Suzuki closed its U.S. car operations in 2012, so any Suzuki car is rare. However, we have found the rarest Suzuki of them all, a 1993 Suzuki Cara which has just been imported from Japan and has a U.S. title.
Only 531 of these micro sports cars have ever been made, and this is one of them. It has got gullwing doors, a set of 15-inch gold TE37 replica wheels, and looks like a toy. Yet the Suzuki Cara is a very real sports car from the 1990s, which Suzuki developed with Mazda.
This means the Suzuki Cara is 3 times more rare than a Lamborghini Huracan Sterrato. You are never going to see anything like this at a car meet.

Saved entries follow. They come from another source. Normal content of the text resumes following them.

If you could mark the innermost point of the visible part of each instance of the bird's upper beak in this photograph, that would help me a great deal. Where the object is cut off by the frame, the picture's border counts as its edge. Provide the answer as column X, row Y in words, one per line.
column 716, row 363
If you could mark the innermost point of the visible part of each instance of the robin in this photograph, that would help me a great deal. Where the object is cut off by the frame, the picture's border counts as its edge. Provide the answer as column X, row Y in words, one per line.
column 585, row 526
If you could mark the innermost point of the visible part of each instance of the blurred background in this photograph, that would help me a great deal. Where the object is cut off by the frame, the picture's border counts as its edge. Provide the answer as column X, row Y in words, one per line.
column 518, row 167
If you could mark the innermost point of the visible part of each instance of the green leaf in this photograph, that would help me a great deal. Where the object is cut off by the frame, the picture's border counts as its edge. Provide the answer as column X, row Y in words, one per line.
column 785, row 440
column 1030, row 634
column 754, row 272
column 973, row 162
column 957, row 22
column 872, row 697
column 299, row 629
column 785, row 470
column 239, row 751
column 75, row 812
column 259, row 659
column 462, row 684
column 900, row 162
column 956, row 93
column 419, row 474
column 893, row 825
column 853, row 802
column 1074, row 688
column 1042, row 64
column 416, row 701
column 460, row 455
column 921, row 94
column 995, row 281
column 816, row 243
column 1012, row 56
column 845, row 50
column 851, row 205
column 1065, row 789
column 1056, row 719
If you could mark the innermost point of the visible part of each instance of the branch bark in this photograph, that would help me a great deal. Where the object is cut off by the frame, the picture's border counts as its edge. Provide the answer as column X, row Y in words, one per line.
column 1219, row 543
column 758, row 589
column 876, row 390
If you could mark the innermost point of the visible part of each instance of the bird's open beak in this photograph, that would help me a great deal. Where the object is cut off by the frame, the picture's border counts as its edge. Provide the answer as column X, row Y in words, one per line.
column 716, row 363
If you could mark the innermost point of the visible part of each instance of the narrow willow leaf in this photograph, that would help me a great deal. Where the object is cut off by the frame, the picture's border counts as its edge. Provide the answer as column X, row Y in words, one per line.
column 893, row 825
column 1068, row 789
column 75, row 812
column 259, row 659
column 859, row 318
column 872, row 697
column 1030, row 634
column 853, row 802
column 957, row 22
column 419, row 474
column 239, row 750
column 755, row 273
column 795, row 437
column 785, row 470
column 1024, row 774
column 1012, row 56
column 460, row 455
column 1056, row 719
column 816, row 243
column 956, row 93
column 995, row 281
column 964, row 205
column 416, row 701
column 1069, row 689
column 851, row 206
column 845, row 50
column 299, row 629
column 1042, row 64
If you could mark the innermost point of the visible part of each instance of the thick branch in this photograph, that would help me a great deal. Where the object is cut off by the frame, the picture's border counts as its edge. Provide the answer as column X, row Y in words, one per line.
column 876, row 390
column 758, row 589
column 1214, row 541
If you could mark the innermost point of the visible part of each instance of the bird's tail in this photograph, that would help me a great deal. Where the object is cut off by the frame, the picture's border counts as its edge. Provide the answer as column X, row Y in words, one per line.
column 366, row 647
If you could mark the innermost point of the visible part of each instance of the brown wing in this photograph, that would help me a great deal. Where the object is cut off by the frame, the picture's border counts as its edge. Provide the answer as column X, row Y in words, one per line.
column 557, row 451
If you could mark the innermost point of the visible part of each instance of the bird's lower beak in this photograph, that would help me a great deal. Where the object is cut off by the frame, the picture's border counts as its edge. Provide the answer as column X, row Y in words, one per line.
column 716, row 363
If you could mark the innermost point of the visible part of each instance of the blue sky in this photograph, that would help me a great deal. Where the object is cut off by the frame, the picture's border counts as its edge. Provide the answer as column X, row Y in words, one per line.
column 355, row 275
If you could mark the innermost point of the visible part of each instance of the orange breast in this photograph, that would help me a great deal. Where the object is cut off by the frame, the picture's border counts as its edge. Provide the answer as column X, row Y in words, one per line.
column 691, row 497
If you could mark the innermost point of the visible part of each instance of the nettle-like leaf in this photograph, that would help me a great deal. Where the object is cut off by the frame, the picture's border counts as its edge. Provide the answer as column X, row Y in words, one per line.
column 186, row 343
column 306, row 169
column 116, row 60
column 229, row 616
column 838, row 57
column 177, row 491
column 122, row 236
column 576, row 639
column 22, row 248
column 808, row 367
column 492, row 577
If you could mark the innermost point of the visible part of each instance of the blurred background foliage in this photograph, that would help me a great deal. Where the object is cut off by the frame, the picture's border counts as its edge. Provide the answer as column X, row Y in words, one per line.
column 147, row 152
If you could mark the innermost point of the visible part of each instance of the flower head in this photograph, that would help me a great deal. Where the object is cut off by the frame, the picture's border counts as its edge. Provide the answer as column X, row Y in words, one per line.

The body of the Cara is basically identical to that of its twin brother, the Autozam AZ-1. That means it looks like a Lancia Stratos with gullwing doors. It’s also got a Subaru WRC-like look thanks to the blue paint and gold TE37 replica wheels.
The Lancia look is perhaps not a coincidence. Mazda split its cars into five brands at the end of the 1980s, creating Autozam, Eunos, Efini, and Autorama. Autozam sold rebadged Lancia models like the Delta and Thema, as well as rebadged Suzuki kei cars.
It was actually Suzuki who came up with the crazy idea of a mid-engined sports car, showing the RS1 and RS3 concepts in the 1980s. The idea was abandoned in favor of front-engined Cappuccino, which was much more commercially successful than the Autozam.
Kei Sport Car History
You probably already know what a kei car is, this tiny class of Japanese cars that are restricted in body size and engine displacement. But you probably don’t know why they exist. In 1949, 4 years after the end of the war, the Japanese government created the kei jidosha class, roughly translated as “light car.”
They were much cheaper to tax and drive, so demand for kei cars blew up. Manufacturers developed every body style imaginable, including vans, pickups, and sedans. Sports kei cars only really became a thing in the 1990s with the introduction of the 1991 Honda Beat and the Suzuki Cappuccino.
Like the Autozam, the Cara had to comply with kei car rules at the time, which meant the engine couldn’t be bigger than 660cc, it couldn’t be longer than 134 inches and the body needed to be less than 58 inches wide. The Suzuki’s little 657cc turbocharged 3-cylinder engine is a little 9000rpm screamer, producing 63 horsepower and 63 lb-ft of torque. This one has been modified with a blow-off valve and an oil catch can.
So what is a Suzuki Cara worth? We could only find records of one such car ever selling in the United States, and it went for $17,500 back in 2020. This example is listed on Cars & Bids and has a lot of miles on the clock (176,600 km or 109,734 miles), but we think it’s worth at least that much, considering the kei car market is crazy right now.